Barcelona, de son côté, combine dynamisme économique, design, patrimoine et plage urbaine. Le prix médian des appartements y est légèrement inférieur à Madrid, autour de 4 600 euros/m². La ville reste l’une des plus prisées des expatriés, avec une densité de résidents étrangers élevée, un écosystème numérique puissant et un climat méditerranéen plus doux en hiver que celui de la Meseta madrilène.
Ces deux marchés se démarquent par :
Ces zones offrent une forte liquidité, ce qui permet de revendre rapidement au bon prix. La demande locative est soutenue (cadres, étudiants, familles), et les prix progressent de façon régulière sans hausses spectaculaires.
Valence et Málaga : le compromis soleil / prix / rendement
Valencia s’impose désormais comme l’alternative montante à Madrid et Barcelona. Elle remporte depuis plusieurs années les classements de « meilleure ville » auprès des étrangers, grâce à une combinaison rare :
– climat méditerranéen,
– plage intégrée à la ville,
– immense parc urbain dans le lit réaménagé du Turia,
– qualité de vie élevée,
– scène gastronomique qui rivalise avec San Sebastián pour un coût trois fois moindre.
Les prix résistent pourtant à la flambée : autour de 2 800 euros/m² pour les appartements, soit environ 40 % de moins que dans les deux grandes métropoles. Pour un investisseur français, c’est une ville idéale pour viser un bon équilibre entre style de vie, budget d’achat raisonnable et potentiel de revalorisation, portée par une forte croissance des nomades digitaux et des expatriés.
À Málaga, les appartements coûtent environ 3 400 €/m², mais offrent un accès direct à la mer, un aéroport international performant et un climat très ensoleillé. La forte présence d’expatriés et une demande locative robuste (saisonnière et résidentielle) peuvent générer des rendements bruts significatifs, sous réserve de respecter la nouvelle réglementation sur les locations touristiques.

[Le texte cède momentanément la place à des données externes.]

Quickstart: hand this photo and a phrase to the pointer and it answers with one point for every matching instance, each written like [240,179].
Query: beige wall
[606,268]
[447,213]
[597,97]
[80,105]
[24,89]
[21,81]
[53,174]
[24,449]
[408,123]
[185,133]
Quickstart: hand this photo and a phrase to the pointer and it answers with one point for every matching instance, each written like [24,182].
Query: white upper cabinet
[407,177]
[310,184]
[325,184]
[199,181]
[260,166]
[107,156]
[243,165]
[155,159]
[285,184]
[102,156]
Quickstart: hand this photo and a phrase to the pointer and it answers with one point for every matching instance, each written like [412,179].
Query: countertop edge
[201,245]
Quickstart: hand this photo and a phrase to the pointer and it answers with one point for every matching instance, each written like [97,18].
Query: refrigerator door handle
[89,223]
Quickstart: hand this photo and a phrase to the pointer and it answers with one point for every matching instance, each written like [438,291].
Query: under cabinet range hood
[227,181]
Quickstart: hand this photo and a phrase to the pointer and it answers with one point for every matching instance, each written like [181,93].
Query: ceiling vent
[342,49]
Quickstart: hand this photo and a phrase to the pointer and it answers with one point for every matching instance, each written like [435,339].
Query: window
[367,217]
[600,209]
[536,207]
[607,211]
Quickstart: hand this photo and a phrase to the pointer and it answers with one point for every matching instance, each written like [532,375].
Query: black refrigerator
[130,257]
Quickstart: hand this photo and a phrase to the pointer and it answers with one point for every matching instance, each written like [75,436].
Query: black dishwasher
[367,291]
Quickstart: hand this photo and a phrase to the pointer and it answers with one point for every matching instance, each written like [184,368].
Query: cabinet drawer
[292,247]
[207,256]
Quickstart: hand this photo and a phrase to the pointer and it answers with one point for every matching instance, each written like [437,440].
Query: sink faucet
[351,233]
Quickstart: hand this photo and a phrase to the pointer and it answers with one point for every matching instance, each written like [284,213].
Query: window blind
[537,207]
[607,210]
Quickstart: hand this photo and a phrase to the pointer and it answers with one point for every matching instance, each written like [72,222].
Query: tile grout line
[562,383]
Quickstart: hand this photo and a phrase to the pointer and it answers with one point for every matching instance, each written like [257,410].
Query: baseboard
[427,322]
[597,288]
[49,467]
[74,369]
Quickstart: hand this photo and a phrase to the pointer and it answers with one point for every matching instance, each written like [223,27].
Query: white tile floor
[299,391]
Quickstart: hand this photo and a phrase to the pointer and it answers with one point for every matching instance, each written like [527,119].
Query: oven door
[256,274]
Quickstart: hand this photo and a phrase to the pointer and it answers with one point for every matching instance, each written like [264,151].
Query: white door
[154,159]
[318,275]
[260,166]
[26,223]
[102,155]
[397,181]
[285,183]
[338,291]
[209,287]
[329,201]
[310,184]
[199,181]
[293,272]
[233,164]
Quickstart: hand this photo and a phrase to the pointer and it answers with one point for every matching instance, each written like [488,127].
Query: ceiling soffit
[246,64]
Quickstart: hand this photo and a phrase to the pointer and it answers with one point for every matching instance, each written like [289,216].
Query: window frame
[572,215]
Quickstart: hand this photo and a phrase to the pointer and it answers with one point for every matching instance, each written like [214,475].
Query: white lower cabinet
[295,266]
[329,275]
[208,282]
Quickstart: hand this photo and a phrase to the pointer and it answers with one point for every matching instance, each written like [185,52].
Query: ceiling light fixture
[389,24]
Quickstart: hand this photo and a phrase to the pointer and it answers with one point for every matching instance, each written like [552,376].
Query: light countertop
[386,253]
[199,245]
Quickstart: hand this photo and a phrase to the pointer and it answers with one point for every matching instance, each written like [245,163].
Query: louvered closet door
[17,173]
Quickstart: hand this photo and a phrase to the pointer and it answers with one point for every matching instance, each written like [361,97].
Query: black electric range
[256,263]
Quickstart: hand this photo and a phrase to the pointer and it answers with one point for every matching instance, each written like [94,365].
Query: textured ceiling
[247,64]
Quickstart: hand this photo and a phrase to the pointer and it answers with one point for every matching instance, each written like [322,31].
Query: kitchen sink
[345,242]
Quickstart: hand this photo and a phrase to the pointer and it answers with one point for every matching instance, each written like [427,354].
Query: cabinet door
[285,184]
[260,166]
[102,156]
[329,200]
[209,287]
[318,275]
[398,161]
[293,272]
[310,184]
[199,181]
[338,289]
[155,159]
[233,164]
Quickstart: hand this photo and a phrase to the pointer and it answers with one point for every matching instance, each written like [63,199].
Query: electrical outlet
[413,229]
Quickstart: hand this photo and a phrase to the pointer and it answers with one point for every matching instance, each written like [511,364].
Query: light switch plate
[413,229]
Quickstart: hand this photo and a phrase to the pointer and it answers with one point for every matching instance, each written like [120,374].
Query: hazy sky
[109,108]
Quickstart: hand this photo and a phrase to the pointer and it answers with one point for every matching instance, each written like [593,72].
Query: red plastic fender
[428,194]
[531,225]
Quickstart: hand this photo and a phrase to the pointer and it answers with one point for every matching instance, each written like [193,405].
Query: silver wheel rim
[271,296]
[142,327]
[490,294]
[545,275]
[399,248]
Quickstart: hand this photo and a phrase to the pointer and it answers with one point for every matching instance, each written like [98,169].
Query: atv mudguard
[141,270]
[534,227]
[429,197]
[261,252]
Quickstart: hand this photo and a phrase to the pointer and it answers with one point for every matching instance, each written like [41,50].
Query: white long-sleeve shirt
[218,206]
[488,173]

Les villes à fort potentiel prix/rendement : Alicante, Granada, Sevilla, Bilbao, Palma, San Sebastián
Alicante se distingue à double titre : classée dixième ville espagnole la plus attractive pour l’investissement en 2026, elle combine des prix très accessibles — autour de 2 200 euros/m² pour un appartement — et une forte rentabilité locative. La ville, au climat méditerranéen, attire une forte communauté d’expatriés, et s’impose comme un haut lieu pour les budgets plus serrés, en particulier pour une retraite au soleil ou un pied‑à‑terre rentable.
Granada offre elle aussi un rapport prix/rendement très intéressant, porté par une importante population étudiante et par l’attrait touristique de l’Alhambra et de la Sierra Nevada. Les prix restent sous ceux des grandes capitales, avec une demande locative forte, en particulier sur le segment longue durée ou saison universitaire.
Sevilla, capitale andalouse au climat très chaud l’été, pratique un niveau de prix modéré (environ 2 400 euros/m² pour un appartement). La densité d’expatriés y est faible, mais la richesse culturelle de la ville et son attractivité touristique en font un terrain de jeu idéal pour des locations résidentielles ou des projets de vie à moindre coût, à condition de bien supporter les températures estivales.
Bilbao, dans le nord verdoyant, bénéficie d’un climat océanique plus tempéré, de prix intermédiaires autour de 3 800 euros/m² et d’une vie culturelle et gastronomique de haut niveau. La densité d’expatriés y est plutôt faible, ce qui plaira aux investisseurs cherchant des marchés moins saturés par les étrangers.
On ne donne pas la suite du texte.